The Derwent Pencil Museum opened its doors in 1981, telling the story of the humble pencil – from its graphite beginnings to its use in modern day schools.
It is home to the world’s biggest colouring pencil, and attracts around 80,000 visitors a year.
If you are in Cumbria, it’s worth visiting. I took my family there a few years’ back and we had a nice time.
I wanted to go, not because I have a great fascination with writing implements – although bring me a pack of Palamino Blackwing 602s and you’ve got a friend for life – but because the Derwent Pencil Museum features in a fairly obscure British serial killer movie called Sightseers.
The museum is not even in the film for very long, but I was a fan of the movie’s overpowering strangeness and I thought seeing one of its locations for myself would be a bit of a thrill.
That might seem like a weird thing to do, but there are billions of film fans like me who will understand.
Every year, movie tourists come to the UK to visit sites from their favourite features, generating around £140 million for the country’s economy.
Among the big winners is Alnwick Castle, used as Hogwarts in some of the Harry Potter movies.
Which is why there is high hopes for the hugely anticipated Robert the Bruce epic Outlaw King.
The Netflix-funded feature, directed by Perthshire film-maker David Mackenzie, is the biggest ever movie production to be shot in Scotland, with scenes filmed at Doune, Glencoe and Stirling.
If it’s a hit, it will encourage a whole new generation of film fans from across the globe to visit Scotland.
And Outlaw King has already made us a small fortune, with production crews spending about £17.5m during the year-long shoot.

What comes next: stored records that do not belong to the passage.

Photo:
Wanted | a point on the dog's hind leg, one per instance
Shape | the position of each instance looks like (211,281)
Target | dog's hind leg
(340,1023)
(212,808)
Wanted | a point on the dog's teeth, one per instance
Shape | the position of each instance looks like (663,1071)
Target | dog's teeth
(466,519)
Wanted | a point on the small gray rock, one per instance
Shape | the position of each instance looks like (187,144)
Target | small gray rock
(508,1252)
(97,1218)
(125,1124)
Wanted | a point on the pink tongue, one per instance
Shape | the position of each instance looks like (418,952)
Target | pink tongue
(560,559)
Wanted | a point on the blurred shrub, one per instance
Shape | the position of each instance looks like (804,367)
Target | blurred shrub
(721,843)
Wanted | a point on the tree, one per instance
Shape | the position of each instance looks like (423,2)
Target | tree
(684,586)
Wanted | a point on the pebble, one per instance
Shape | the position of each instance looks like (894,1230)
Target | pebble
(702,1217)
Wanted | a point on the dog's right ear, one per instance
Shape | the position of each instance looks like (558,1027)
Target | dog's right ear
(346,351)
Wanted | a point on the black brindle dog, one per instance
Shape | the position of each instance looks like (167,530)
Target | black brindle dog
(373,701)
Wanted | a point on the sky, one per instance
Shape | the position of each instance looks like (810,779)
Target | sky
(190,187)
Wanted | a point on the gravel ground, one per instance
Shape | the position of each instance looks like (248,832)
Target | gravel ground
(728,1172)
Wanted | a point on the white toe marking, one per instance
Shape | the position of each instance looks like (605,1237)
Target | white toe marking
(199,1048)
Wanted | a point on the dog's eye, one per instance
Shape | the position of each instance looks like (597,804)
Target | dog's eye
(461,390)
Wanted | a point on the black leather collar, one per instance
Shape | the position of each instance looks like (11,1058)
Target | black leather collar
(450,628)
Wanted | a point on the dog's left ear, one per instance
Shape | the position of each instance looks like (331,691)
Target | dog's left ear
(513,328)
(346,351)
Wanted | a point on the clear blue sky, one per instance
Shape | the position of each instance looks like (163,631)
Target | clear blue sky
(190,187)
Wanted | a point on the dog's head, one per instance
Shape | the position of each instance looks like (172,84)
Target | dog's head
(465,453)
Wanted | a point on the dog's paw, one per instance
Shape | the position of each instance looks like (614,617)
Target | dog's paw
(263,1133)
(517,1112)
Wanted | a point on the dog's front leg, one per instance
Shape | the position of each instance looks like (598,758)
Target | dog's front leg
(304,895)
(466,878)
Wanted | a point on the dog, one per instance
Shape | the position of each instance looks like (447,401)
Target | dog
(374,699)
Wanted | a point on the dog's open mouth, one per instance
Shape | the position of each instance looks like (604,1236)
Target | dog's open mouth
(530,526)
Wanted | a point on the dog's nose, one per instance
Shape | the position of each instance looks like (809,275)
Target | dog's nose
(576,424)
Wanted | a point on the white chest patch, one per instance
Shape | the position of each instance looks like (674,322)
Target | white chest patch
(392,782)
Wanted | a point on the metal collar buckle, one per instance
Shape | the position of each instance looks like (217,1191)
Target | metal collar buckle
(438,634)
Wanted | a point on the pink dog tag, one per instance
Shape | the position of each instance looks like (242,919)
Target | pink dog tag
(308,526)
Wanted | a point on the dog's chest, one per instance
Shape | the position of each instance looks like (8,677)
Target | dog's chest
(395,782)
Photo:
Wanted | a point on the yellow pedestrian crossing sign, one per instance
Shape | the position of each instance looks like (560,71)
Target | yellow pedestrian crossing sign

A recent study by Creative Scotland revealed that all production companies and film crews spent £95m in 2017, a huge leap from £45m in 2014.
But while show business means big business for Scotland, there has been a comparative lack of action in Perth and Kinross.
A plush booklet produced by VisitScotland – sub-titled “A Film Fan’s Odyssey – highlights some of the best locations for film tourism, such as Pennan (from Local Hero) and Culzean Castle, featured in the Wicker Man.
It’s fair to say the Perthshire section struggles a bit to come up with some titles: The Descent and The Descent Part Two, anyone?
Given the vast woodlands, mountains, lochs and historic towns on offer, there’s plenty of local sites for location scouts to chose from.
So the campaign to bring more films to Perthshire starts here (to be fair, it was probably started by someone else, some time ago). And I won’t rest until we all get to enjoy the sight of the Hulk smashing his way through Perth City Hall, or Godzilla trampling cars in Crieff high street.